With croupous pneumonia, there are four stages of pathomorphological changes in the lungs that follow one after the other.
This is the tide stage. Serious vascular disorders, inflammatory edema and hyperemia occur in the affected area of the lung tissue. Microscopic methods show capillaries and small arteries, dilated and crowded with blood. Alveolar cavities are filled with serous exudate mixed with blood and alveolar epithelial cells. Serous or serous hemorrhagic inflammation develops. The duration of this stage is from 1 to 3 days.
This is the stage of red hepatization, the duration of which is also from 1 to 3 days. Further, the diapedesis of red blood cells, the enrichment of exudate with proteins with the loss of fibrin are enhanced. The lung becomes denser due to fibrinous effusion, in which there are many neutrophilic white blood cells and red blood cells. Capillaries are compressed, which leads to malnutrition of lung tissue.
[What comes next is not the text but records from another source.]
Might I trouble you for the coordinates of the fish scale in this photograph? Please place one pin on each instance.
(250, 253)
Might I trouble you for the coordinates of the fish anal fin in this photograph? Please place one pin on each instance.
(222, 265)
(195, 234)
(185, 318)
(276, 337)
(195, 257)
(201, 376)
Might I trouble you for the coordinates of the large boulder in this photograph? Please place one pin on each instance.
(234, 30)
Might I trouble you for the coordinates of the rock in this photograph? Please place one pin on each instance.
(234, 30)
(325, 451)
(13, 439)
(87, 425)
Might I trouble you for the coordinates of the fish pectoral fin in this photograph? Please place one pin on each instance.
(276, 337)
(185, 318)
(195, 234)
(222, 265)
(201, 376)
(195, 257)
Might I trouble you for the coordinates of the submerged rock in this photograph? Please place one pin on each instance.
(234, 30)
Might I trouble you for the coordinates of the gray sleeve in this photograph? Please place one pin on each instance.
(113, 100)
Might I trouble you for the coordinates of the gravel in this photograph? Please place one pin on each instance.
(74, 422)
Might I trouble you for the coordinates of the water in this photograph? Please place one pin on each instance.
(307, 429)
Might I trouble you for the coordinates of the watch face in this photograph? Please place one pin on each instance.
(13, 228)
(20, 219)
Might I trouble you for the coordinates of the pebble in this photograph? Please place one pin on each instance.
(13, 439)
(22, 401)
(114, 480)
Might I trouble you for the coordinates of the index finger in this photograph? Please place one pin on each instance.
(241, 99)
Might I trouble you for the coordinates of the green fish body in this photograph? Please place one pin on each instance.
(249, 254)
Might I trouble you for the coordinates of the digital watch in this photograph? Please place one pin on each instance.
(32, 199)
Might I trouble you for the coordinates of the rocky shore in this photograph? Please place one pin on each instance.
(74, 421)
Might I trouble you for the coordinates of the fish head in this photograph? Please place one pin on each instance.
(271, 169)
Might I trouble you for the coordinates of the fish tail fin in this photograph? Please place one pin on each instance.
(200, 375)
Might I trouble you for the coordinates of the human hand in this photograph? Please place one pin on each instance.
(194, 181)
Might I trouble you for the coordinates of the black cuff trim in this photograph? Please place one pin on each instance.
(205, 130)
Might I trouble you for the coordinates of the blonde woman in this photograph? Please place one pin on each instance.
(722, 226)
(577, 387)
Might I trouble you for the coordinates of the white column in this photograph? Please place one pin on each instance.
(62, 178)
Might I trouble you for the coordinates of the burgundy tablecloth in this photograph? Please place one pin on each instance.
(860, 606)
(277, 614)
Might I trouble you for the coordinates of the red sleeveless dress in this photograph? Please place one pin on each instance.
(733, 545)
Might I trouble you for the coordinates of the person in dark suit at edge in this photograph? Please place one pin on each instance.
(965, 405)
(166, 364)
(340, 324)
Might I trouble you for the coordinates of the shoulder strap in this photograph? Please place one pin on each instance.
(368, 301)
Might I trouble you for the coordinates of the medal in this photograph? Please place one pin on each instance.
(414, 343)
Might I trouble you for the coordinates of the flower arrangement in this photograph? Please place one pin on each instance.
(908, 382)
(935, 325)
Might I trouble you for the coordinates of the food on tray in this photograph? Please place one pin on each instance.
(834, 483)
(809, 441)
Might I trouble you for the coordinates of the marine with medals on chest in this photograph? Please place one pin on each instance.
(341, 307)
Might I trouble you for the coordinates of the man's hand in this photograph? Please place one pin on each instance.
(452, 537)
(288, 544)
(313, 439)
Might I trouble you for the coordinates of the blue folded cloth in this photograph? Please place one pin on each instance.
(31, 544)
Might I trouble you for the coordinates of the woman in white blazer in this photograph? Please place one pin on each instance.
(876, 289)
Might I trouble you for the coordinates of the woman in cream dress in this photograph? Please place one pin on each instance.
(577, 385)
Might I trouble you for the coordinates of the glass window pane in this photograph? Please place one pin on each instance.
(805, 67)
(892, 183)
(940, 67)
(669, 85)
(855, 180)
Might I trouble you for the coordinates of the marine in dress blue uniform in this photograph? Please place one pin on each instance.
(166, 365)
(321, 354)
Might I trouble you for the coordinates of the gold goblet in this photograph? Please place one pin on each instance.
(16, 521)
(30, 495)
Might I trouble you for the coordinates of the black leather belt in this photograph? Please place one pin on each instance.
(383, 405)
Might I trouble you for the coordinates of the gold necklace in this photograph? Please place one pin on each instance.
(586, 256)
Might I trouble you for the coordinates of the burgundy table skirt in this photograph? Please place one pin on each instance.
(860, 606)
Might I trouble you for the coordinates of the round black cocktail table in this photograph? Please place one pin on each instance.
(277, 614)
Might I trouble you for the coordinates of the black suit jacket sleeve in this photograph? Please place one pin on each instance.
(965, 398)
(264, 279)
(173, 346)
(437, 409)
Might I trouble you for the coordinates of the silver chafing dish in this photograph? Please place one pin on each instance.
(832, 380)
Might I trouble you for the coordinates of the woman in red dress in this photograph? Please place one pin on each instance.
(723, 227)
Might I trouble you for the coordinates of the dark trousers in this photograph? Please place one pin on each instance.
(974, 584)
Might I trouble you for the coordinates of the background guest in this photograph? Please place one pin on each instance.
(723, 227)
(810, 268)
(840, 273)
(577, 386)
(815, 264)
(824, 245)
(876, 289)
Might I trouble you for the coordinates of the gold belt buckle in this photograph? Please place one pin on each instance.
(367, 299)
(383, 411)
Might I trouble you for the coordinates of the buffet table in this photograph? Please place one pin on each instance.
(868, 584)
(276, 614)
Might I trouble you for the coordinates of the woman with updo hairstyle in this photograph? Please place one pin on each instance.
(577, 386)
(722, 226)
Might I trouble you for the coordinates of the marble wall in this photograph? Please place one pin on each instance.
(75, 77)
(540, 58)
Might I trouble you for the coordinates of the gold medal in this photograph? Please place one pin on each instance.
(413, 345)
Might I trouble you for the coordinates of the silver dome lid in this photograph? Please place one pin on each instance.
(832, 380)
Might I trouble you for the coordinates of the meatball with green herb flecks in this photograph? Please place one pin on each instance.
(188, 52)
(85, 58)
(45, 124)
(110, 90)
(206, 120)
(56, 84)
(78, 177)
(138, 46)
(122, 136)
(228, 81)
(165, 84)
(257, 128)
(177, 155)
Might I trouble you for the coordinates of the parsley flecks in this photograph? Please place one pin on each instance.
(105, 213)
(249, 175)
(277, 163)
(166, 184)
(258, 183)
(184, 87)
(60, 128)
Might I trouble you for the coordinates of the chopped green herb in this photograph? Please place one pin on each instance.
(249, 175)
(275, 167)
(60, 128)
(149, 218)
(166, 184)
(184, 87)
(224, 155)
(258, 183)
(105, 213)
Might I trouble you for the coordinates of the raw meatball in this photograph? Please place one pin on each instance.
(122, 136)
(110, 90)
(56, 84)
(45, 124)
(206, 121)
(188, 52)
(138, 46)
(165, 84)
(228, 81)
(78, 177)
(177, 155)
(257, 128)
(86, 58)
The mass of fibrin penetrates into the interalveolar septum.
This is the stage of gray hepatization, which lasts from 2 to 6 days. Red blood cell diapedesis and the accumulation of white blood cells in the exudate ceases. The leukocyte infiltration of the intermediate lung tissue around the capillaries and small veins occurs. The lung turns gray.
This is the resolution stage, lasting from 2 to 5 days. White blood cells begin to secrete proteolytic enzymes, under the influence of which fibrinous exudate gradually liquefies, partially dissolves or clears its throat.
In babies, after the stages of high tide and erythrocyte infiltration, the stage of resolving the disease follows. Degenerative changes in the muscles of the heart, kidneys, and liver occur in croupous pneumonia in a child. But the changes are eliminated when the baby recovers.